Andy Myles, a Liberal Democrat negotiator in the Scottish Constitutional Convention and the party's coalition with Labour, said there is no evidence that Scotland will become "a genuinely equal partner" with the rest of the UK if it votes No.
Lib Dem veteran Sir Menzies Campbell recently unveiled the party's latest proposal for federal "home rule", an ambition dating back to the premiership of William Gladstone in the late 19th century.
Mr Myles, who was special adviser to Deputy First Minister Nicol Stephen in the final years of the Labour/Liberal coalition at Holyrood, said he was "naive" to hope that Scottish devolution would lead to a British federation.
"After spending much of my adult life trying, genuinely, to improve government in the UK, I have come to the conclusion that there is a much better chance of bringing power closer to the people in an independent Scotland," he said.
"I campaigned for a devolved parliament because it brought power back closer to the people, and I thought it might shake-up the UK constitution and lead to major reforms. I now see that this was a naive hope or belief.
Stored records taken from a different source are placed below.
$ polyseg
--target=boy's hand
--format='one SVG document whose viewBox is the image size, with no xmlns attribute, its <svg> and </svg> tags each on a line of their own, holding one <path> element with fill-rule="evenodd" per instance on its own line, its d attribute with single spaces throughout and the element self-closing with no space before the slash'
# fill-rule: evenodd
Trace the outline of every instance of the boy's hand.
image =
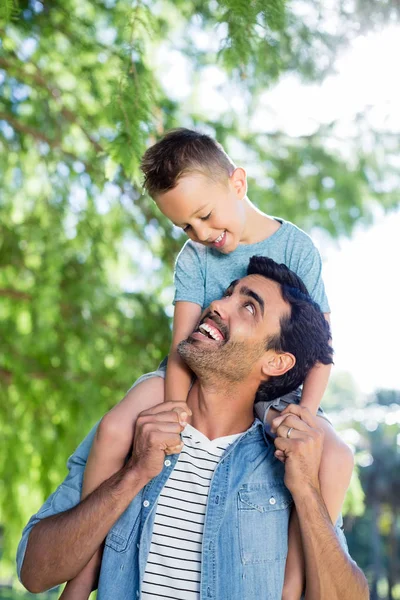
<svg viewBox="0 0 400 600">
<path fill-rule="evenodd" d="M 166 454 L 183 448 L 180 434 L 192 411 L 185 402 L 162 402 L 140 413 L 135 424 L 132 457 L 128 462 L 150 481 L 162 470 Z"/>
</svg>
"I can see no evidence that it will lead on to a modern British federation, where Scotland is a genuinely equal partner with the other parts of the UK.
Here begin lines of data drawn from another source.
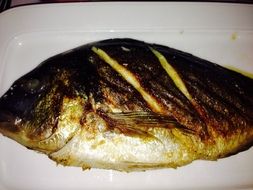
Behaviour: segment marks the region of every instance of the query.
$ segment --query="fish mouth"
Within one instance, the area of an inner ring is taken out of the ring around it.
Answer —
[[[4,110],[0,110],[0,133],[9,136],[10,133],[17,133],[18,127],[15,125],[16,117]]]
[[[8,111],[0,111],[0,123],[2,122],[13,122],[14,121],[14,116],[12,113]]]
"None of the UK parties are even talking about what I consider to be federalism. I have come to the conclusion that the best way forward is an independent Scotland within the EU."
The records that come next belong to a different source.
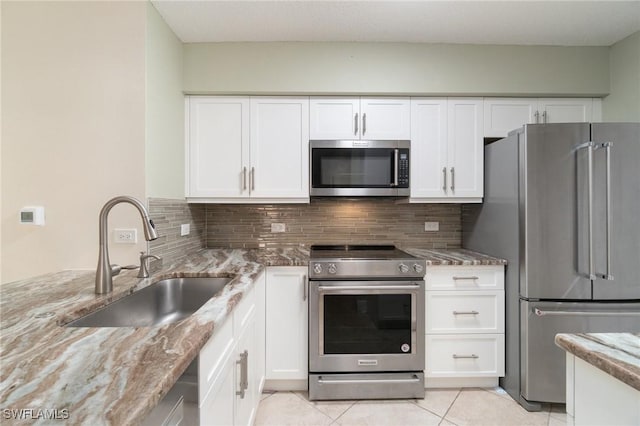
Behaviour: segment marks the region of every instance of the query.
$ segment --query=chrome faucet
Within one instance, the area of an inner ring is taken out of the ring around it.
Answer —
[[[116,204],[129,203],[132,204],[140,212],[142,217],[142,227],[144,229],[144,238],[152,241],[158,238],[153,220],[149,218],[147,208],[138,199],[122,195],[110,199],[100,210],[100,251],[98,253],[98,268],[96,269],[96,294],[111,293],[113,291],[113,277],[118,275],[122,269],[130,267],[120,267],[109,263],[109,235],[107,230],[107,218],[109,212]]]
[[[162,260],[161,257],[158,257],[155,254],[146,254],[145,252],[141,251],[140,270],[138,271],[138,278],[149,278],[149,267],[147,266],[147,259]]]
He added: "I want to live in an ordinary country, where the constitution is written down and largely accepted, but can be amended. I accept that such amendment should require very significant effort, but it should be possible.
"So I am forced in September to ask myself a simple question: Will I get to a written, amendable constitution quicker by going with the continuing UK or an independent, sovereign Scotland? I think that voting Yes is the surest way of getting to this benign position."
Yes Scotland chief executive Blair Jenkins said: "Gaining the support of Andy Myles is an illustration of the ever-growing appeal of a Yes vote to a wide cross-section of the community.
"Across the political spectrum, Yes now has backing from Labour people, Liberal Democrats, Scottish Greens, Scottish Socialists and even some Conservatives, as well as the SNP - and the thousands of others who, like me, have no party political affiliation and realise that placing Scotland's future in Scotland's hands is something we can, should and must do."